Le lundi 16 mars, juste après la fermeture des restaurants, le chef Torosyan était de retour dans sa cuisine. Tout seul. Il a décidé d'y ouvrir une boutique qui correspondrait à sa cuisine authentique. La boutique Casse-Croûte était née. « Je ne voulais rien inventer. Nous avions déjà un ADN très clair. En cas de crise, vous devez utiliser ce qui vous rend le plus fort. Nous avons joué depuis un certain temps déjà avec l'idée d'une boutique où l’on peut acheter de la charcuterie fine et luxueuse, un endroit où l'expertise artisanale est à l'honneur. »
« J’ai commencé par des préparations froides, mais les gens se sentaient privés de l'expérience d’une étoile Michelin. On ne peut pas leur en vouloir. C'est pourquoi notre Expérience Casse-Croûte a été complétée avec des plats chauds, tels que nos préparations en croûte. Les deux premières semaines ont été très difficiles. J’allais chercher mes marchandises, je cuisinais, je nettoyais, etc. Avant, je travaillais quinze heures par jour, aujourd’hui je travaille dix-huit heures par jour. Au début, je paniquais parfois. Suis-je en train de faire la bonne chose? C'était un défi, un risque. Je faisais tout moi-même, hein. Depuis lors, ma sous-chef Cassandre est venue m'aider. »

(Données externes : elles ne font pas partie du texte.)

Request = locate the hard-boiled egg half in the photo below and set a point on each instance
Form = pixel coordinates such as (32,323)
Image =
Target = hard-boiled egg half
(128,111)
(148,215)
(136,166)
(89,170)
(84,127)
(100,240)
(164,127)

Très vite, Karen Torosyan a compris que son instinct ne l’avait pas trompé. L'homme qui est connu pour ses préparations de pâté en croûte et ses tourtes a réussi à emmener ses convives dans son monde. Il ne propose pas de repas à réchauffer, mais laisse les convives terminer eux-mêmes les plats. L’aperçu qu'ils obtiennent de sa cuisine traditionnelle et précise, crée un lien étroit entre le chef et eux.

Casse-Croûte est une boutique de gourmandise. ©Blueclic.com
Casse-Croûte est une boutique de gourmandise. ©Blueclic.com

Opportunistes
« Ils sont tous venus, mes clients réguliers. Notre lien est encore plus fort qu'auparavant. Ils apprécient tous les efforts que je fais. J'avais également besoin de ce projet pour éviter de tomber dans l'incertitude et la peur. J'aurais pu profiter de ma vie de famille, oui. En tant que chef, mais pas en tant qu’indépendant. J'ai dû expliquer à ma fille de douze ans pourquoi je continuais à travailler. »
« Ils m'ont imposé une distance sociale, mais je me suis au contraire rapproché de mes convives. Avant, ils venaient au Bozar Restaurant, aujourd’hui ils viennent manger chez Karen. Quelque chose s’est passé. Même si c'était deux mois difficiles, je recommencerais. Je n'oublierai jamais cette expérience, à la fois professionnelle et humaine. Je n’ai jamais vécu cette expérience humaine depuis les dix ans que je travaille ici au restaurant. »


Karen Torosyan se fait guider par la cohérence. Il suit sa ligne, sans dévier. Il faut faire ce que l’on dit, avoir du sens et agir en conséquence. Pendant la crise, il a vu combien de masques sont tombés. Une bonne chose à ses yeux. « Ils nous ont demandé de porter un masque, mais ce n'est que maintenant que nous voyons les vrais visages. Les opportunistes deviennent encore plus opportunistes, les bonnes personnes sont restées bonnes. Prenez l'apiculteur avec qui nous travaillons. Il voulait rembourser notre dernière facture, car nous sommes fermés et il peut encore vendre aux magasins. C’est notre plus petit fournisseur, mais le plus généreux. Quel geste, quel amour pour ce que nous faisons ! »
« Je suis épuisé physiquement, je n'ai jamais travaillé aussi dur. Mais mentalement, je suis en meilleure forme que jamais. Cette fatigue m'a aidé à surmonter la panique. Sans Casse-Croûte, je ne serais pas si serein aujourd'hui. »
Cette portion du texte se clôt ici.